The analysis starts with the broadly recognized concern that the U.S. inland waterway system has fallen far behind in infrastructure repairs and renovations. But then it takes a deep dive into four key navigation structures, from the upper Mississippi to the Gulf coast, to break down exactly what each contributes to the economy – and what will be lost if they break down.
Coming at a time when there has been little progress toward the Trump administration’s early call for a renewed commitment to waterway infrastructure, the findings will help industry advocates make their case.
The report stresses the follow-on costs of navigation breakdowns, including surging demand for rail transport, losses to farmers, and unsustainable increases in truck traffic on highways.
To take one example, the study found that an unplanned closure at the LaGrange Lock and Dam at Versailles, Ill., would affect commerce for 135 counties in 18 states, “threaten the nation’s primary path for soybean and corn exports,” cost $1.7 billion in additional transportation costs, and reduce farm-related incomes by $2.1 billion.
Along with LaGrange, the southernmost navigation structure on the Illinois River, the study examined Markland Locks and Dam on the Ohio River, near Cincinnati; Calcasieu Lock on the Gulf Intracoastal Waterway in Louisiana; and Lock and Dam 25 (L&D25) on the Mississippi River, immediately north of St. Louis.
The analysis details the cargo streams moving through each structure, and how those connect to parts of the waterway network and the larger regional and national economies. Markland is dominated by coal, while LaGrange and L&D 25 are major grain pathways, and Calcasieu traffic is primarily petroleum and chemical products.
“These four locks support traffic on every segment of the Mississippi River system.
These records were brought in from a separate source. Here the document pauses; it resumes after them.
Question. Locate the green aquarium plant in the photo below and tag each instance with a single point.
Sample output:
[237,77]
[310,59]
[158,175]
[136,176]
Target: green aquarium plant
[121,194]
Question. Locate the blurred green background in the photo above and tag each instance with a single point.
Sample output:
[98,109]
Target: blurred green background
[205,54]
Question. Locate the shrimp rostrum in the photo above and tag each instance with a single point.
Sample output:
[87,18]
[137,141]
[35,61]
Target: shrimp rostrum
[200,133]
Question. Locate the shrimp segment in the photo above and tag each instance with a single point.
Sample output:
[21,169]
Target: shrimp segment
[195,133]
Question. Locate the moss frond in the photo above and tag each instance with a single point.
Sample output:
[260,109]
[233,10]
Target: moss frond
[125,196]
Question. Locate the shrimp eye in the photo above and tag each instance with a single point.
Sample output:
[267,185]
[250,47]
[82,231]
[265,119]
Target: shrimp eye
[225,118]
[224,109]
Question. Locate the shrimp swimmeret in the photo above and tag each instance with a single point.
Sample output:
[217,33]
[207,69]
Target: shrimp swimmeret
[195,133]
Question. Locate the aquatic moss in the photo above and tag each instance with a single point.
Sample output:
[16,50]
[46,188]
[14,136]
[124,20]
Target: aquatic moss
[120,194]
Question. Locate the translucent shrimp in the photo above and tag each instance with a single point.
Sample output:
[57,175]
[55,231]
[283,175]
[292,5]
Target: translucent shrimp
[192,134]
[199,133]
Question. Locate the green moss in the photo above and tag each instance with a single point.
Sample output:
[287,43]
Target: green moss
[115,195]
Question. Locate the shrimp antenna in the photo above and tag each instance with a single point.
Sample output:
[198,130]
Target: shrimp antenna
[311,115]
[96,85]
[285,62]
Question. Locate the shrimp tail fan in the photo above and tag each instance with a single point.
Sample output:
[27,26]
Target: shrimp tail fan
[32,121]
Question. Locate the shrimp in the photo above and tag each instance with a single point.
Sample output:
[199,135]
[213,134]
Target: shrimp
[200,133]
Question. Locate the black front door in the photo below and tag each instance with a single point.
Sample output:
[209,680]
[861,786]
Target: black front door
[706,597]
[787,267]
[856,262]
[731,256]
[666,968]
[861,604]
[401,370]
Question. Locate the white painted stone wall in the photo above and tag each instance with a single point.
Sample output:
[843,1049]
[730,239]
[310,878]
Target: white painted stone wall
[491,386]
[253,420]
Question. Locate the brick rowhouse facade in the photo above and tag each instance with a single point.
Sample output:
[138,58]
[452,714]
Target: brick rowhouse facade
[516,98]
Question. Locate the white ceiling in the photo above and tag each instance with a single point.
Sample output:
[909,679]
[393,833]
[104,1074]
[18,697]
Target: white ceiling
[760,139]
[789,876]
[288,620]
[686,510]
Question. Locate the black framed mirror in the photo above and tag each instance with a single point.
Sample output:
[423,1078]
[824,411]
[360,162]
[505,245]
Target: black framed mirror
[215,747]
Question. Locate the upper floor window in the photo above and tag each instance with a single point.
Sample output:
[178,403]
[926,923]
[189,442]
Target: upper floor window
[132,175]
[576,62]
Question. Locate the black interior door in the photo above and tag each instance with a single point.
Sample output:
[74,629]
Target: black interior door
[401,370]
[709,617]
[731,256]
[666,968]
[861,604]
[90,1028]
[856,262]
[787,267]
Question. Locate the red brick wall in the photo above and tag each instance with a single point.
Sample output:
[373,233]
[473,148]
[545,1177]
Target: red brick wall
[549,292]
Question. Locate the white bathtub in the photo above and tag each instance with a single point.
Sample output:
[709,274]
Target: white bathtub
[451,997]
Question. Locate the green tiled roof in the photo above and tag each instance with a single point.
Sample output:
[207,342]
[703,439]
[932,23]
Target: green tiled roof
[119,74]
Most of the traffic at LaGrange and L&D 25 flows the length of that main-stem and makes relatively lesser use of tributaries or intermediate terminal locations,” the report notes. “By contrast, both the Ohio River coal traffic and, to a lesser degree, the traffic flows through Calcasieu routinely involve origins and destinations that are located along system tributaries or at intermediate spots between major terminal regions.”
That also means a major outage at any one structure can shock the system along hundreds of miles.
“Unfortunately, the connectivity of the system also creates vulnerability, and this study documents and illustrates the magnitude of the impact from the prolonged loss of any single lock and dam project,” the authors note.
“If an unscheduled and extended outage were to occur at any of the four locks analyzed here, the impact would reach across all of the states served by the system and cause billions of dollars in economic harm to shippers, the commerce that depends on those shippers, and the communities that rely on this substantial business activity.”
The study concludes:
“Each of the four locks considered within the study helps shippers to avoid more than $1 billion in additional transportation costs each year.
“The important roles played by individual navigation projects span a broad range of both geographies and economic purposes, and in some cases provide freight mobility that could not be easily replaced by other transport modes.
“While every state that originates or terminates traffic supported by the four locks benefits from inland navigation’s availability, the results reflect the waterway’s extraordinary commercial value to Louisiana, Texas, and Illinois.
“In the cases of LaGrange Lock & Dam and Lock & Dam 25, trucking to alternative waterway locations would mean an additional 500,000 loaded truck trips per year, and an additional 150 million truck miles in the affected states. This is not tenable.”